Manipulation im Gerichtssaal
22. September 2010 | Autor: Jens Nordlohne | 1 Kommentar Artikel drucken
…unter dieser Headline hat die FAZ das Thema Litigation-PR beleuchtet. Erhellt hat sie allerdings eher wenig. Die Geschichte ist klassisch zusammengestrickt: Man nehme einen Fall als „Aufhänger“:
„(…) das Bundesarbeitsgericht hat ihr ihren Job zurückgegeben. Den hatte die Kassiererin Barbara Emme – genannt Emmely – verloren, weil sie zwei Pfandbons unterschlagen (…) hatte. (…)Ein hohes Gericht lässt sich durch öffentliche Stimmungsmache beeindrucken.“
Dazu die These:
„Wer allein an die objektive Nüchternheit der Richter glaubt, unbeirrt Recht und Gesetz verpflichtet, unterschätzt die Spin-Doktoren. Das sind die Profis der Meinungsmache, sie kämpfen im Dienst von Verdi, Verbraucherschützern, von Unternehmen oder von ganz normalen Leuten, vorausgesetzt, die Bezahlung ist geregelt.“
Dann noch einen Protagonisten, der vermeintlich der These das Wort redet:
„Litigation PR bedeutet, die Wahrnehmung über einen Prozess oder Disput im besten Sinne des Kunden zu prägen.“
Und schon haben wir das Ergebnis:
„Manipulation im Gerichtssaal.“
Die Realität sieht anders aus. Das wurde deutlich sowohl auf dem 1. Deutschen Litigation-PR-Tag – als auch auf der Münchner Litigation-PR-Tagung, die in der vergangenen Woche in Zusammenarbeit mit der macromedia Hochschule für Medien und Kommunikation stattfand. Ja, es gibt Beispiele für den Versuch, die Gerichte zu beeinflussen. Diese sind jedoch größtenteils gescheitert. Siehe Falk/Tiedje. Litigation-PR, so wie es die spezialisierten, seriösen Berater verstehen, verfolgt die Ziele, die sich an „Fitzpatrick`s Objectives“ orientieren. Das hat mit der Berichterstattung rund um Emily nichts zu tun. Diese Art Medienarbeit trägt größtenteils die aggressive Handschrift der Gewerkschafts-Kommunikationsprofis, für die ein solcher Fall ein gefundenes Fressen für eine aufmerksamkeitsstarke Kampagne darstellt. Allerdings nicht für Barbara Emme, sondern für die Gewerkschaft selbst. Frau Emme ist hierbei nur Mittel zum Zweck und könnte sich ohnehin den „vierstelligen Tagessatz“ eines Beraters – wie ihn die FAZ vermutet – nicht leisten. Die Autorin weist ja auch selbst am Ende des Artikels darauf hin, dass es wohl keine Berater waren, die da eine strategische Kommunikation für die Kassiererin ersonnen haben. Der geneigte Leser fragt sich spätestens jetzt, was dieses Beispiel ihm denn dann sagen soll.
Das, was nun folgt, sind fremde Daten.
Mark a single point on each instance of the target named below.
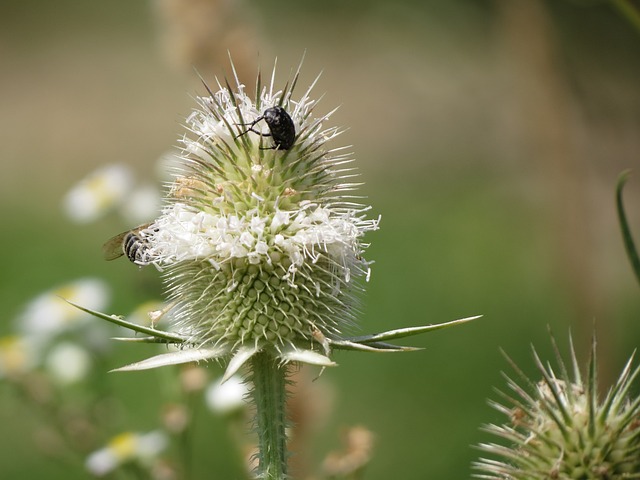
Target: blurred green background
(489, 134)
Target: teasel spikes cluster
(560, 428)
(261, 248)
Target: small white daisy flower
(49, 314)
(68, 363)
(126, 447)
(98, 193)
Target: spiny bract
(560, 429)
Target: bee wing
(113, 247)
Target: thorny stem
(269, 394)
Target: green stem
(629, 11)
(269, 394)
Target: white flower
(99, 192)
(18, 355)
(48, 314)
(68, 363)
(126, 447)
(142, 205)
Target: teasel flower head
(260, 242)
(560, 428)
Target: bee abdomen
(135, 248)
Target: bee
(281, 128)
(128, 243)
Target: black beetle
(281, 126)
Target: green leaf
(166, 337)
(629, 244)
(369, 347)
(174, 358)
(407, 332)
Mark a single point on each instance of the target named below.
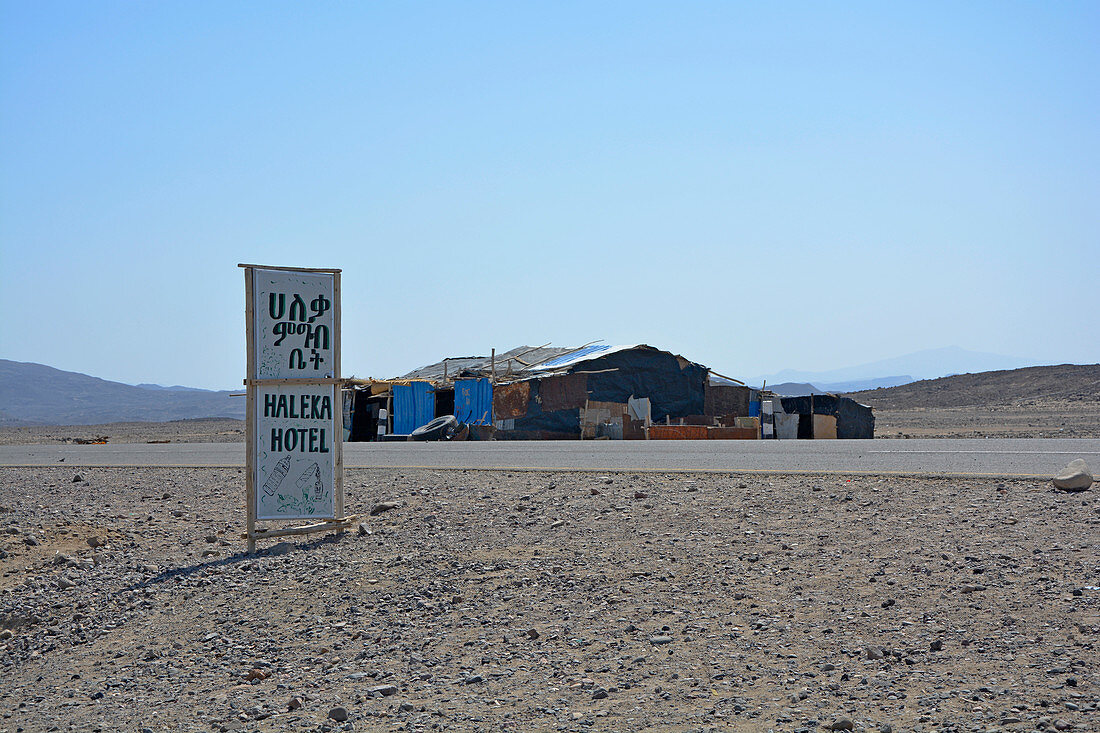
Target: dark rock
(384, 506)
(1075, 477)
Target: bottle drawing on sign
(312, 473)
(276, 476)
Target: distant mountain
(175, 387)
(36, 394)
(794, 389)
(1020, 386)
(927, 364)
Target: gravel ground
(1060, 419)
(514, 601)
(208, 429)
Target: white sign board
(295, 462)
(295, 325)
(295, 424)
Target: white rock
(1075, 477)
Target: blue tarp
(414, 406)
(473, 402)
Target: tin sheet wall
(473, 402)
(414, 406)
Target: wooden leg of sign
(250, 420)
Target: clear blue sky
(757, 186)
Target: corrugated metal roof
(509, 362)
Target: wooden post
(812, 415)
(250, 449)
(338, 395)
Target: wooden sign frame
(253, 383)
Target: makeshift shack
(829, 416)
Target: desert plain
(536, 601)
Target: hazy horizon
(757, 188)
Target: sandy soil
(1060, 419)
(513, 601)
(212, 429)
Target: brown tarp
(678, 433)
(732, 434)
(564, 392)
(510, 401)
(726, 400)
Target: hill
(1035, 402)
(1011, 387)
(36, 394)
(927, 364)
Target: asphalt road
(939, 457)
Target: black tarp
(539, 424)
(673, 390)
(854, 420)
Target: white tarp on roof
(589, 352)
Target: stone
(1075, 477)
(384, 506)
(384, 690)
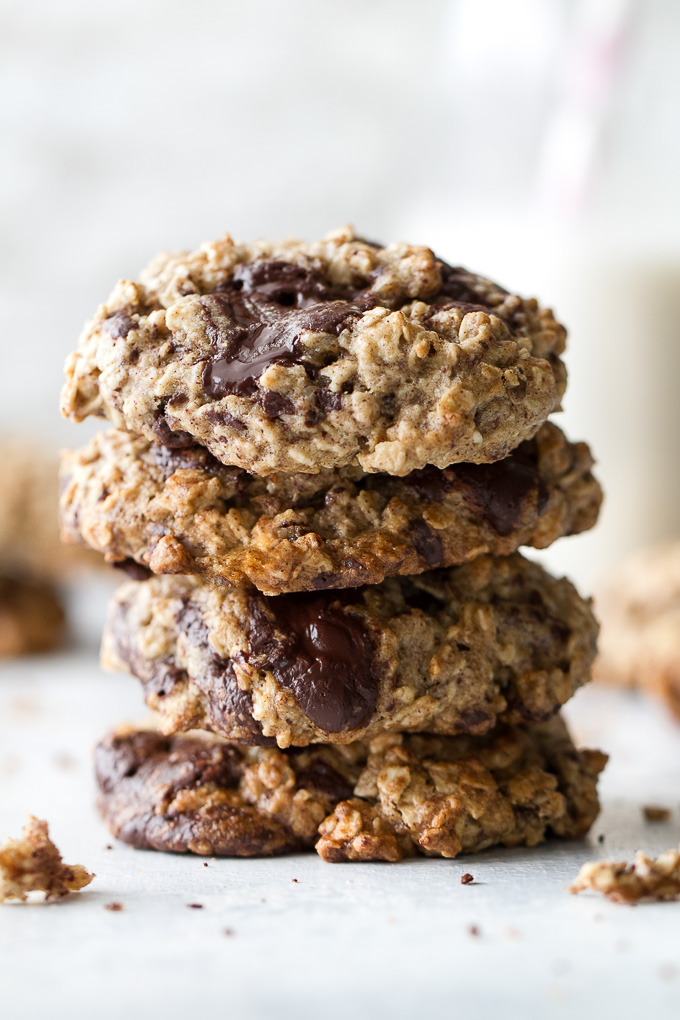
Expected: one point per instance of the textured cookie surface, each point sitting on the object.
(297, 357)
(382, 800)
(447, 651)
(32, 618)
(640, 614)
(180, 511)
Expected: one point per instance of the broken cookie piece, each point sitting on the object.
(34, 864)
(647, 880)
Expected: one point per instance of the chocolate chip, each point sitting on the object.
(328, 400)
(274, 404)
(175, 439)
(135, 570)
(500, 491)
(426, 543)
(323, 655)
(119, 324)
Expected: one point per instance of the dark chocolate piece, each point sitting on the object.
(498, 491)
(323, 655)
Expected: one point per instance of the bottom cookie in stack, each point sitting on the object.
(418, 715)
(381, 800)
(639, 609)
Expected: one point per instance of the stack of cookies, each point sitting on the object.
(323, 461)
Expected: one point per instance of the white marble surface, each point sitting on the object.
(342, 940)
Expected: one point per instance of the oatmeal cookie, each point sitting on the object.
(447, 651)
(382, 800)
(298, 357)
(34, 864)
(180, 511)
(639, 609)
(32, 618)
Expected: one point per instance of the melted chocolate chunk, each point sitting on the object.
(229, 705)
(193, 458)
(171, 438)
(427, 543)
(224, 418)
(323, 778)
(499, 491)
(119, 325)
(323, 655)
(257, 318)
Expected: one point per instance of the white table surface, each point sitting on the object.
(343, 940)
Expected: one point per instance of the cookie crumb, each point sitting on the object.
(34, 864)
(655, 813)
(646, 880)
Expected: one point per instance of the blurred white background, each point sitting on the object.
(534, 141)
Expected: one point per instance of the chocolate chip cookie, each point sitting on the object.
(180, 511)
(32, 618)
(383, 800)
(640, 612)
(298, 357)
(447, 651)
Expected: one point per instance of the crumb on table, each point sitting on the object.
(34, 864)
(655, 813)
(646, 880)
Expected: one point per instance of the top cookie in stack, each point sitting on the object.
(294, 357)
(301, 418)
(365, 374)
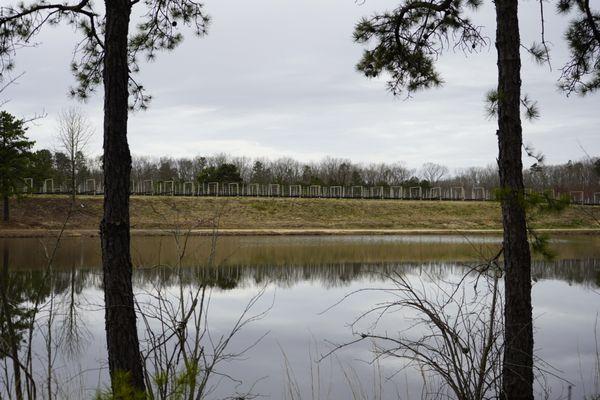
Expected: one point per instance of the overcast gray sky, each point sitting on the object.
(276, 78)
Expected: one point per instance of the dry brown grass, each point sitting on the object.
(48, 212)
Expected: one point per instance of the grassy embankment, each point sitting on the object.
(282, 215)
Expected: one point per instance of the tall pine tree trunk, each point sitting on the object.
(121, 333)
(5, 208)
(517, 370)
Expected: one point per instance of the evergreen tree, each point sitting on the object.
(108, 54)
(408, 41)
(15, 157)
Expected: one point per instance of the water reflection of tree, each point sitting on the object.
(585, 272)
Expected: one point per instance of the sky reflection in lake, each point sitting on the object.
(303, 277)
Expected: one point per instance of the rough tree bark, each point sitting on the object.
(518, 350)
(120, 319)
(5, 208)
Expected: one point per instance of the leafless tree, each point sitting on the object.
(433, 172)
(74, 133)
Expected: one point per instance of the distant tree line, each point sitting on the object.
(580, 175)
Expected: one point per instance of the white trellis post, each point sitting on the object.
(418, 190)
(213, 188)
(28, 188)
(188, 185)
(314, 190)
(86, 187)
(457, 193)
(576, 192)
(360, 189)
(295, 190)
(478, 190)
(171, 185)
(396, 192)
(376, 191)
(274, 190)
(148, 186)
(233, 188)
(254, 189)
(45, 187)
(336, 191)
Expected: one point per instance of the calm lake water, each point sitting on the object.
(305, 282)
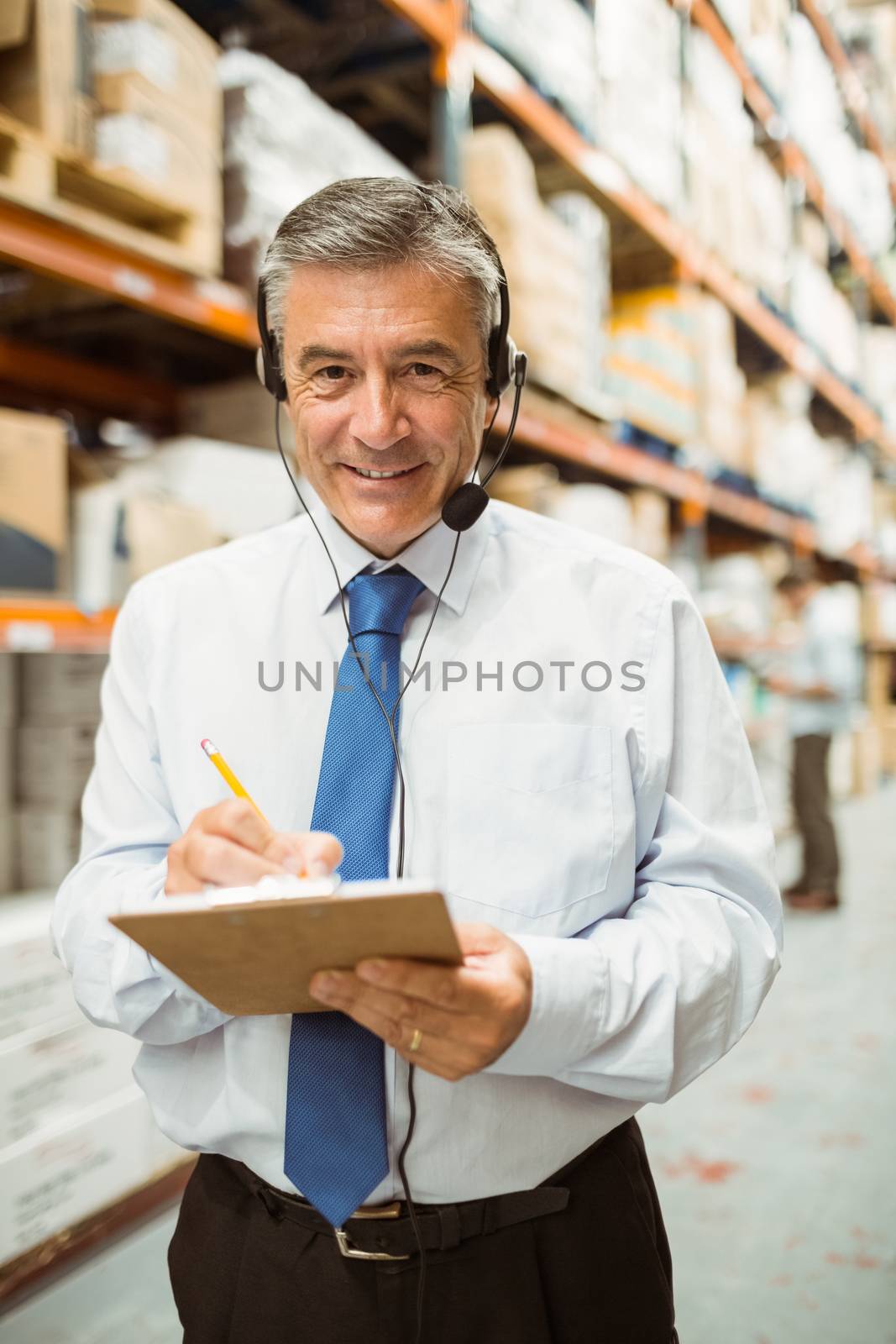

Kaum glauben kann man das Zitat von Herrn Güttler, Chef des Branchenverbands GPRA. Sollte er tatsächlich in einem Atemzug gesagt haben, dass Litigation-PR „längst zum Portfolio (…) seriöser Agenturen gehört“, und es jetzt (von eben jenen seriösen Agenturen?!) vermehrt Kommunikationsstrategien gibt, die auf Gerichte und Staatsanwaltschaften abzielen? Wenn dem so ist, gibt es dafür nur eine Erklärungen: Die von Herrn Güttler erwähnten Agenturen bieten eine Dienstleistung an, die sie nicht verstehen – was prinzipiell unseriös ist.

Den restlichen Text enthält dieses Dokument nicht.